Un discours insistant, qui fait le constat de la surconsommation électrique amenée par l'IA générative, veut nous faire croire qu'il y a nécessité absolue de recourir à la production par le nucléaire. Ce qui est notamment la thèse des GAFAM... et de Macron en France qui reçoit régulièrement ses patrons, à Versailles et ailleurs.
Plusieurs articles, livres, rapports traitent de cette question. Tentative de résumé.
Surconsommation électrique démesurée dû à l'IA générative
L'IA consomme massivement (électricité, eau, ressources minérales...) tout au long du processus de son élaboration : pour enregistrer la demande et la traiter, pour l'acheminer... mais c'est bien pour le stockage des données qui lui sont nécessaires que cette consommation est la plus importante, donc dans les data centers.
Par ailleurs, toutes les formes d'IA sont très consommatrices, mais cela prend une forme bien plus massive pour l'IA générative, qui prétend permettre à toutes et tous l'accès à des fonctions dites intelligentes remplaçant les moteurs de recherche, logiciels graphiques, traitements de texte... La "démocratisation" de l'IA promet une démultiplication des consommations.
Les data centers (centres de données) représentaient, en 2024, 1,5 % de la consommation d’électricité mondiale. D'après l’Agence internationale de l’énergie (AIE), les États-Unis étaient responsables de 45 % de leur consommation mondiale, devant la Chine (25 %) et l’Europe (15 %).
Cette consommation est en train d'exploser, d'après Sébastien Broca (auteur de "Mesurer la gloutonnerie numérique"). Pour The Shift Project, la consommation électrique mondiale des centres de données pourrait atteindre jusqu’à 1500 TWh/an en 2030 (contre 420 TWh en 2024).
Aux États-Unis, la voracité de l’IA a mis un terme à vingt années de consommation électrique stable : les centres de données absorbent déjà, en moyenne, 4,5 % de l’électricité nationale. Dans six États américains, ils engloutissent plus de 10 %, dont un record de 25 % en Virginie. Le Lawrence Berkeley National Laboratory estime que la consommation des centres de données passera entre 325 et 580 térawattheures (TWh) en 2028. Dans le doute, tous les acteurs ont tendance à surestimer la demande car personne ne veut être tenu responsable d’une pénurie d’électricité. "Les coûts financiers de la surconstruction spéculative sont considérables. Chaque gigawatt de capacité inutile coûte entre 1 et 2 milliards de dollars à construire".

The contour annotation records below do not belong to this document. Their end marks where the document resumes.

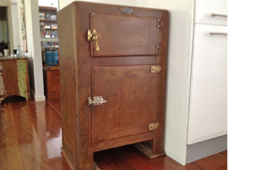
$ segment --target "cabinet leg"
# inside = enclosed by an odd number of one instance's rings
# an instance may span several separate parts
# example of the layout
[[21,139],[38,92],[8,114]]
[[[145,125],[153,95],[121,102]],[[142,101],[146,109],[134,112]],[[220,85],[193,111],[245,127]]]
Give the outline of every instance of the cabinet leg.
[[153,151],[157,150],[154,146],[157,146],[154,140],[152,144],[145,141],[133,144],[133,146],[150,159],[154,159],[165,155],[163,149],[160,150],[160,152]]
[[[63,150],[62,148],[62,154],[63,155],[65,159],[66,160],[66,161],[68,162],[68,165],[69,166],[70,168],[72,170],[76,170],[76,168],[74,167],[74,166],[72,165],[72,163],[70,162],[66,154],[65,153],[65,152],[63,151]],[[84,170],[91,170],[91,169],[93,169],[93,170],[101,170],[101,168],[99,168],[99,167],[97,165],[97,164],[96,164],[95,162],[93,163],[93,166],[91,167],[91,168],[86,168]],[[78,170],[78,169],[77,169]]]

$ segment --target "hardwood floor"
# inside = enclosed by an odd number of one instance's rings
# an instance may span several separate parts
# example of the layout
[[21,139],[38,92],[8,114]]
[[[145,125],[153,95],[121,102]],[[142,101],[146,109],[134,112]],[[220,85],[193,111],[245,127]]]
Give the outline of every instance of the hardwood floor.
[[[60,101],[1,106],[1,169],[70,169],[60,153]],[[167,156],[149,160],[132,146],[94,153],[102,170],[224,170],[227,151],[181,166]]]

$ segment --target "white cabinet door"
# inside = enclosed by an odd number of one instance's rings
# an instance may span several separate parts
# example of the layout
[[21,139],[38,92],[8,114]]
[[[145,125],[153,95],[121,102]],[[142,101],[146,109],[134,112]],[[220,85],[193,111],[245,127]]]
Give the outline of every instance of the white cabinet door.
[[195,23],[227,26],[227,0],[196,0]]
[[195,24],[188,144],[227,134],[227,27]]

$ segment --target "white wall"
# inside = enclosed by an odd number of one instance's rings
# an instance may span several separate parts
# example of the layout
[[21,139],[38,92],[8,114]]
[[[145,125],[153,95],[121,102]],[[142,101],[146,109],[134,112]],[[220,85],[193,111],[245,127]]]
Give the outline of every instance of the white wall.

En Europe, leur consommation pourrait passer de 97 TWh en 2023, à 200 TWh en 2030 et à 369 TWh en 2035. En Irlande par exemple (terre d'accueil des GAFAM, Amazon, Google, Meta ou Microsoft), ils ont consommé 21 % de l'électricité disponible en 2023 (plus de 28% en 2028 ?). Cela met en danger l’approvisionnement de la population et a conduit l’opérateur du réseau électrique national à suspendre jusqu’en 2028 la construction de nouveaux centres dans la région de Dublin. Pareil aux Pays-Bas où un moratoire sur les installations a été pris jusqu’en 2035, parce qu'il y a déjà des conflits d’usage avec les transports, les bâtiments ou l’industrie.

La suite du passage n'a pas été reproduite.